WUR reported that an international team of scientists led by Paul Galama with Wageningen Livestock Research has mapped the possibilities.
The factors mentioned, including cow behavior, reusing waste streams and reducing emissions, are mutually dependent, WUR said. That is why it is essential to balance the different issues, the scientists said.
A larger barn is costlier, has a more significant impact on the environment and may result in increased emissions. Freestall barns appear to enhance the well-being of animals by offering plenty of space and increasing cows' life span, and they have lower ammonia emissions, WUR said.
Galama explained that the primary criterium for many dairy farmers is: How much space do I wish to offer my cattle? In a freestall dairy, the cow has approximately four times as much room to lie down as in a cubicle barn. If the cows are put to pasture full time, this space may even be used for horticulture or for keeping pigs or poultry — a multifunctional building.
A second criterium is which organic fertilizers are suited to the farm, Galama said. Floors that separate manure into feces and urine allow for lower emissions and more precise fertilization of pastures and arable land. Freewalk barns with woodchips, sawdust, elephant grass or seagrass as bedding allow for the production of manure with a high level of organic content, he added.
The main challenge is to view the barn as an integral part of the entrepreneurial system. After all, the barn affects the entire operation and the manure chain of the barn, storage and use. It must fit within the view on nature management, closing cycles, precision agriculture and society values, Galama said.
There are still numerous technical issues to be overcome, he added, listing low-emission flooring, manure removal and storage, alternative freewalk bedding, sustainable building materials, flaring of methane gas or floating barns with optimal usage of waste streams from nearby urban areas.

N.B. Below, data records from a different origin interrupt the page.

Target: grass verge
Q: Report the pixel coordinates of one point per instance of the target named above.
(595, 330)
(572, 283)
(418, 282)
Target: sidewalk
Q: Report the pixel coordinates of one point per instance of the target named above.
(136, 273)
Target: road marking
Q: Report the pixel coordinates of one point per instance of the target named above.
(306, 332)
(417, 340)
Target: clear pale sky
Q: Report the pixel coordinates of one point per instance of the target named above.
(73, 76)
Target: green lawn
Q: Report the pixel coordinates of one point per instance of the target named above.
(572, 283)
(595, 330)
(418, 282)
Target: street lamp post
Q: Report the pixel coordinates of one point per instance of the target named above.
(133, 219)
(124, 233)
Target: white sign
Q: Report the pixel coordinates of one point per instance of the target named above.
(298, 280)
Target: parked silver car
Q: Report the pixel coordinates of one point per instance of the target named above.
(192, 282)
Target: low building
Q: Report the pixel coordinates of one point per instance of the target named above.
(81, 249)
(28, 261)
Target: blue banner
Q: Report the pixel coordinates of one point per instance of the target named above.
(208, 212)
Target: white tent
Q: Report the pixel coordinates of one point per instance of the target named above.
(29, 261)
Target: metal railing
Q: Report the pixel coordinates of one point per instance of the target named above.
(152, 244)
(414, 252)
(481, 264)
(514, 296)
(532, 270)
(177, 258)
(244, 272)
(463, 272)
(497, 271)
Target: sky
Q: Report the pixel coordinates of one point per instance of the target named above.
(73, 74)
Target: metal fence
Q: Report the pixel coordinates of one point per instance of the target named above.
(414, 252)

Galama said he considers the “multi-climate” building an interesting challenge. The idea is based on capturing the air released in the freewalk barn, cubicle barn or manure basements and blowing this through the bedding in the freewalk area. Thus, the freewalk area is used as a biofilter.
WUR said the researchers believe that combining barn systems and innovations is the way forward.
"There are already many techniques available to reduce emissions in existing barns," Galama said. "More physical space for natural animal behavior is a win-win for both farmers and animals, we expect."
In an article published in the Journal of Dairy Science, the researchers extensively discuss the differences, advantages and disadvantages of different barn designs. The research was funded by the European Union Horizon 2020 program.